New Low-Cost Method Can Detect Sewage Pollution in Streams, Rivers

A team of scientists at the University of Sheffield, UK, has developed and tested a promising novel method that uses inexpensive samplers (cotton tampons) to identify where wastewater is polluting our streams and rivers.

New Low-Cost Method Can Detect Sewage Pollution in Streams, Rivers

Pasig River, Manila, Philippines. Image credit: Bar Fabella / CC BY 2.0
“More than a million homes have their wastewater incorrectly connected into the surface water network, which means their sewage is being discharged into a river, rather than going to a treatment plant. Unfortunately, it’s very difficult to detect where this is happening, as the discharge is intermittent, can’t always be seen with the naked eye and existing tests are complex and expensive,” said Prof David Lerner of the University of Sheffield’s Department of Civil and Structural Engineering, the senior author of the paper published in the Water and Environment Journal .
“The main difficulty with detecting sewage pollution by searching for optical brighteners is finding cotton that does not already contain these chemicals.
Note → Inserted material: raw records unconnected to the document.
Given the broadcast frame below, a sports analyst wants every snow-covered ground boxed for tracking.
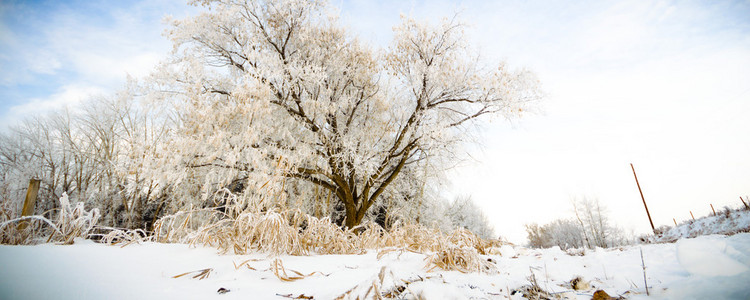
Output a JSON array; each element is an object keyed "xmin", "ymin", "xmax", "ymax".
[
  {"xmin": 0, "ymin": 233, "xmax": 750, "ymax": 299},
  {"xmin": 653, "ymin": 209, "xmax": 750, "ymax": 242}
]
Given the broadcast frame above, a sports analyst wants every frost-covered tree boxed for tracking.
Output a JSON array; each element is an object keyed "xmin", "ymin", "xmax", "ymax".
[
  {"xmin": 447, "ymin": 196, "xmax": 495, "ymax": 239},
  {"xmin": 144, "ymin": 0, "xmax": 540, "ymax": 227},
  {"xmin": 526, "ymin": 197, "xmax": 629, "ymax": 249}
]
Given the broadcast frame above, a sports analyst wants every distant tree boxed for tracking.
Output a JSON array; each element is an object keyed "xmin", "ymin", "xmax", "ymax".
[
  {"xmin": 525, "ymin": 197, "xmax": 629, "ymax": 249},
  {"xmin": 447, "ymin": 196, "xmax": 495, "ymax": 239},
  {"xmin": 150, "ymin": 0, "xmax": 540, "ymax": 227}
]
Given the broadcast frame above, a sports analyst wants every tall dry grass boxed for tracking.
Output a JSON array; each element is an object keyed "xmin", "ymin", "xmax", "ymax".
[
  {"xmin": 153, "ymin": 209, "xmax": 502, "ymax": 272},
  {"xmin": 0, "ymin": 193, "xmax": 100, "ymax": 245}
]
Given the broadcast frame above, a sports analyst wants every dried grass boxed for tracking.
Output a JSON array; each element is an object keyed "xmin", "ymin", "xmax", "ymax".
[
  {"xmin": 426, "ymin": 246, "xmax": 497, "ymax": 273},
  {"xmin": 0, "ymin": 193, "xmax": 99, "ymax": 245},
  {"xmin": 151, "ymin": 205, "xmax": 495, "ymax": 274}
]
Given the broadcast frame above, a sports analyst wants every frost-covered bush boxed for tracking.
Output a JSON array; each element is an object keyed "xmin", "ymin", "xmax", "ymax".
[
  {"xmin": 0, "ymin": 193, "xmax": 99, "ymax": 245},
  {"xmin": 526, "ymin": 198, "xmax": 630, "ymax": 250}
]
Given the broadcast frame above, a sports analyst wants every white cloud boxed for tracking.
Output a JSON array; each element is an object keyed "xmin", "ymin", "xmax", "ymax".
[{"xmin": 9, "ymin": 85, "xmax": 107, "ymax": 117}]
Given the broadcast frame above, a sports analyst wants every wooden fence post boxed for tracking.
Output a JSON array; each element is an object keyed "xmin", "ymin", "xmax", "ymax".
[
  {"xmin": 18, "ymin": 178, "xmax": 42, "ymax": 230},
  {"xmin": 630, "ymin": 163, "xmax": 656, "ymax": 234}
]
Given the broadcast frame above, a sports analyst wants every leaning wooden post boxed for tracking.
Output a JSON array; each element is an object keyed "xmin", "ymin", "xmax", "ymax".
[
  {"xmin": 630, "ymin": 163, "xmax": 656, "ymax": 234},
  {"xmin": 18, "ymin": 178, "xmax": 42, "ymax": 230}
]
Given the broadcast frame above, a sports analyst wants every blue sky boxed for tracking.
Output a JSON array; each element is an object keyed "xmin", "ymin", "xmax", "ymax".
[{"xmin": 0, "ymin": 0, "xmax": 750, "ymax": 241}]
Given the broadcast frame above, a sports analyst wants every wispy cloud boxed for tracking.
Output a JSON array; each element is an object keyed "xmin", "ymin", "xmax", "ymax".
[{"xmin": 0, "ymin": 1, "xmax": 197, "ymax": 122}]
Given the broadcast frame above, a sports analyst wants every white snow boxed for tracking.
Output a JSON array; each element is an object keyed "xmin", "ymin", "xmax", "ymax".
[
  {"xmin": 677, "ymin": 235, "xmax": 750, "ymax": 276},
  {"xmin": 0, "ymin": 233, "xmax": 750, "ymax": 299}
]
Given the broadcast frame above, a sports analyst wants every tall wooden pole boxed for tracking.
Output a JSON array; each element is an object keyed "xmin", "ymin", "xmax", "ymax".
[
  {"xmin": 18, "ymin": 179, "xmax": 41, "ymax": 230},
  {"xmin": 630, "ymin": 163, "xmax": 656, "ymax": 234}
]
That’s why tampons, being explicitly untreated, provide such a neat solution.”
“Our new method may be unconventional – but it’s cheap and it works.”
Prof Lerner and his colleague, Dr Dave Mark Chandler, have shown that when tampons are suspended in water contaminated by even very small amounts of detergents or sewage, they will pick up optical brighteners and glow under UV light.
The team carried out lab experiments to determine how much detergent would need to be in the water to be picked up by the tampon test.
When a tampon was dipped for 5 sec into a solution containing 0.01 ml of detergent per liter of water, the optical brighteners could be identified immediately and continued to be visible for the next 30 days.
The method was then tested in the field by suspending tampons for 3 days in 16 surface water outlets running into streams and rivers in Sheffield, UK, and then testing the tampons under UV light. Nine of the tampons glowed, confirming the presence of optical brighteners – and therefore sewage pollution.
The scientists then followed the pipe network back from four of the nine polluted outlets they’d identified, dipping a tampon in at each manhole to see where the sewage was entering the system.
They were able to successfully isolate the sections of each network where the sewage originated, narrowing down the households which would need to be inspected in more detail. A visual inspection in one area immediately revealed a house where both a sink and soil stack were connected to the wrong sewer.